Biogas Stabio – Presentazione serata intercomunale

Interrogazione: Soffiatori e migliore qualità di vita

24 Ottobre 2017

Autunno. Cadono le foglie, l’aria è satura dell’odore … più che di caldarroste e funghi, di quello dei soffiatori; oltre aduna fine miscela di polveri nocive che rimane in sospensione per ore. Studi suggeriscono che l’aria in tal modo attivata sia veicolo persino di numerose patologie influenzali e di malattie tropicali che, in tal modo sollecitate, viaggiano con più agio.

La motivazione? Come sempre, l’intenzione è buona. Pare che un operatore munito di soffiatore “pulisca” quanto quattro operatori con scope e rastrelli. Forse è vero se si guarda unicamente alla quantità di materiale raccolto. Ma quello che si guadagna in tempo, lo si perde altrove, e moltiplicato.

Salute.

  • degli operatori, che portano i paraorecchie, ma respirano le emissioni dei motori, oltre che il pulviscolo che alzano. Infatti il soffiatore solleva in aria un “aerosol” (è il termine tecnico) di cacche di cane, sputi, cicche, microbi, batteri … e peggio. Un aerosol che rimane in sospensione per delle ore, perché la potente azione meccanica del soffiatore sminuzza il materiale, e questo pulviscolo minuto si deposita molto più lentamente che la polvere sollevata in aria dall’azione di scope, rastrelli … o vento.
  • delle persone nelle vicinanze, abitanti o passanti, allievi delle scuole, che subiscono l’inquinamento chimico, fisico e fonico (non avendo i paraorecchie). Ora, assistiamo all’esasperazione (altro motivo di malessere) di persone che vorrebbero un po’ di pace e si ritrovano i soffiatori all’opera nei pressi della propria abitazione o del luogo di lavoro. Senza parlare degli animali (cani, gatti, uccelli, rettili e anche volpi e altri abitanti dei boschi limitrofi) che soffrono molto per il rumore, al quale sono ancora più sensibili di noi umani.
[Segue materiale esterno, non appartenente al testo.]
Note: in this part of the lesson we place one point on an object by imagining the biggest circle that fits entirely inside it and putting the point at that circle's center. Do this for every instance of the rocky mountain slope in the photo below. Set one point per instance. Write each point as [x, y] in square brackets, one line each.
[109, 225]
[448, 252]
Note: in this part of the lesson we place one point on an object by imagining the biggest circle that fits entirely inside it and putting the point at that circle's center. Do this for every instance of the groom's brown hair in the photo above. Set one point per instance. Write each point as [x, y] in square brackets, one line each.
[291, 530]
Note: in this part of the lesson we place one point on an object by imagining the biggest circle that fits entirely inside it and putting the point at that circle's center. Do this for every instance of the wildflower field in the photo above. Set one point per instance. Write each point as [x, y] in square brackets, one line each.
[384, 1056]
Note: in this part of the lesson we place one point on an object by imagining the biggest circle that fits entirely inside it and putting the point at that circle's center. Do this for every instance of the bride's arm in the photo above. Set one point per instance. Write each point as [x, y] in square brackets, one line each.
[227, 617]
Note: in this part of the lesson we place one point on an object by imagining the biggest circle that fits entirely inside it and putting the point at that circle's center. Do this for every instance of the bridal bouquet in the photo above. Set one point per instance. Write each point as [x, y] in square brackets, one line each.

L’inquinamento fonico è riconosciuto come elemento che conduce allo stress, fonte di molte patologie fisiche e psichiche.

Società.

  • Rinunciare a scope e rastrelli è un’occasione persa per dare lavoro a persone difficilmente occupabili, che siano tali per la precarietà della loro permanenza (asilanti) o per le caratteristiche personali (scelta individuale o limitatezza di alternative, per mancanza di qualifiche professionali o problemi di salute, psichica o fisica, dipendenze, altri motivi per una disoccupazione temporanea o duratura).
  • Non c’è persona, a meno che sia gravemente invalida, che non sia in grado di tenere in mano una scopa. Magari lentamente, ma anche se in una giornata tira su solo quattro foglie, è meglio occupato che non a vagare spaesato per le strade o isolarsi in qualche angolo. Con un po’ di creatività, una buona occupazione anche per i giovani, magari persino più allettante di tante proposte al chiuso del Centro giovani, e in grado di attirare più seguito!
  • L’essere umano ha bisogno di un’occupazione sensata e utile, di interazione con altri, di riconoscimento di aver fatto quello che può, di non essere un peso. Giovani compresi.
  • Ci rendiamo conto che la conduzione di squadre di questo tipo è difficile, ma è uno sforzo che al comune conviene affrontare. Per la società è meno oneroso investire pazienza e tempo per occupare le persone, come misura di prevenzione di danni ben più pesanti, come vandalismo, malattie, criminalità.

Sicurezza.

  • Non vogliamo dire che furti, vandalismi e altri crimini siano conseguenza della minore presenza di spazzini sulle strade. Ma sta di fatto che in passato c’era dappertutto la presenza di un silenzioso e attento operatore comunale, a fare da deterrente ai malviventi. Il passaggio della vettura scopatrice-aspiratrice o spargisale o dell’uomo con soffiatore, non solo non ha utilità per la sorveglianza e vigilanza, ma al contrario, sotto la copertura del rumore assordante un ladro può tranquillamente trapanare serrature e infrangere vetri. Oltre che la pazienza di chi desidera un momento di tranquillità! Nel rumore, il senso di solitudine aumenta.

Economia e ecologia.

  • L’inverno sta arrivando, speriamo con molta neve (speranza personale, e condivisa, per motivi romantici e per il senso di pulizia e di ordine che regala la coltre bianca, coprendo per qualche momento le brutture umane e gli effetti del traffico e dell’urbanizzazione). Il sale costa, danneggia l’ambiente e fa arrugginire il metallo. Negli anni passati ne abbiamo visto un uso massiccio. Spesso viene sparso sulle strade asciutte, in previsione di gelo, in quantità tali da sembrare che abbia nevicato. Dopo le nevicate, si vede il sale sparso sulla coltre di neve. Situazioni dove due colpi di pala rendono inutile il sale, o bastano quattro granelli invece di mezzo chilo.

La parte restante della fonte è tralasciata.